If your email contains any of the following, its maximum length is unlimited:

>string or word Any field of the section type. (Unless you know their maximum length, in which case it is the maximum length plus the length prefix, just like a sub-message.)> Any repeated fields. (Unless you know its maximum Length, in this case, each element of the list has a maximum length, as if it is a separate field, including the tag. There is no total length prefix here. Unless you use [packed = true], in this case , You will have to look up the details.)>Extension.

Is there a way to get the maximum size of a protobuf message after serialization?

I am referring to messages that do not contain “duplicate” elements.

Please note that I am not referring to the size of the protobuf message with specific content, but to it The maximum possible size that can be reached (in the worst case).

In general, any protobuf message can be any length because there may be unknown fields. If you receive a message, you can’t make any assumptions about the length. If you are sending a message that you constructed yourself, then you can assume that it only contains fields that you know-but in this case, you can also easily calculate the exact Therefore, it is usually useless to ask what the maximum size is.

Having said that, you can write code that uses the Descriptor interface to iterate FieldDescriptors to get the message type (MyMessageType::descriptor( )).

See: https://developers.google.com/protocol-buffers/docs/reference/cpp/google.protobuf.descriptor

Similar interfaces exist in Java , Python and other possible interfaces.

The following are the rules to be implemented:

Each field consists of tags followed by some data.

For tags:

>Field numbers 1-15 have a 1-byte mark.
>Field numbers 16 and above have a 2-byte mark.

For data:

> bool is always one byte.
> The maximum data length of int32, int64, uint64 and sint64 is 10 bytes (yes, unfortunately, if int32 is negative, int32 can be 10 bytes ).
> The maximum data length of sint32 and uint32 is 5 bytes.
> fixed32, sfixed32 and float are always exactly 4 bytes.
> fixet64, sfixed64 and double are always exactly 8 bytes.
>The maximum length of the enumeration field depends on the maximum enumeration value:

> 0-127: 1 byte
> 128-16384: 2 bytes
> …it is 7 bits per byte, but hope your enumeration is not that big!
>Please also note that negative values ​​will be encoded as 10 bytes, but hopefully not.

>The maximum length of the message type field is the maximum length of the message type plus the length prefix byte The length prefix is ​​again one byte per 7-bit integer data.
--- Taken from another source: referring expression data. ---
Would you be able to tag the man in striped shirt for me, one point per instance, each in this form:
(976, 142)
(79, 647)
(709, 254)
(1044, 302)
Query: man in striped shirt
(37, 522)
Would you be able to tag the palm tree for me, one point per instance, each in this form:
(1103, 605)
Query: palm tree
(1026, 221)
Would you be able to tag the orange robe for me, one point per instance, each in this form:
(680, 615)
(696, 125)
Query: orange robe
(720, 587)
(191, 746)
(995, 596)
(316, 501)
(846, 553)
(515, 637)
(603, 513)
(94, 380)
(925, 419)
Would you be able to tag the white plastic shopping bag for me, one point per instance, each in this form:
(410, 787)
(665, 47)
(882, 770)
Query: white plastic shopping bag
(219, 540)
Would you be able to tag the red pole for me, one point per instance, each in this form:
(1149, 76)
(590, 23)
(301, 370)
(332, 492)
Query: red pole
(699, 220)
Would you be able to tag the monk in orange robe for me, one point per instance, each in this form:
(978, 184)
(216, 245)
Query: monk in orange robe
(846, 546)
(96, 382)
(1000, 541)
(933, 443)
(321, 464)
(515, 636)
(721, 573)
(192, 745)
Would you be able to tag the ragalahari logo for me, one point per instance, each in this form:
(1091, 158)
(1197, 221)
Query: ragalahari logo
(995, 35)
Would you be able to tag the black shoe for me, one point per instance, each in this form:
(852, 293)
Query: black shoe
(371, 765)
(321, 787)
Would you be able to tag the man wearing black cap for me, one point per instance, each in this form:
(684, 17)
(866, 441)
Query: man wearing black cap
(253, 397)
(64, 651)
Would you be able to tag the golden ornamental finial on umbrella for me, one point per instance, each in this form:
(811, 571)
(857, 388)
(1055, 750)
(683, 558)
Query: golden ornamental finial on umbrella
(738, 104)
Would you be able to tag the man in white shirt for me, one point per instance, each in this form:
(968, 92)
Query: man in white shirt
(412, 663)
The maximum size of the
> group (you should not use them; they are old and old features that were deprecated before the protobuf public release) is equal to the maximum size of the content plus The second field tag (see above).

If your email contains any of the following, its maximum length is unlimited:

>string or word Any field of the section type. (Unless you know their maximum length, in which case it is the maximum length plus the length prefix, just like a sub-message.)> Any repeated fields. (Unless you know its maximum Length, in this case, each element of the list has a maximum length, as if it is a separate field, including the tag. There is no total length prefix here. Unless you use [packed = true], in this case , You will have to look up the details.)>Extensions.

Leave a Comment

Your email address will not be published.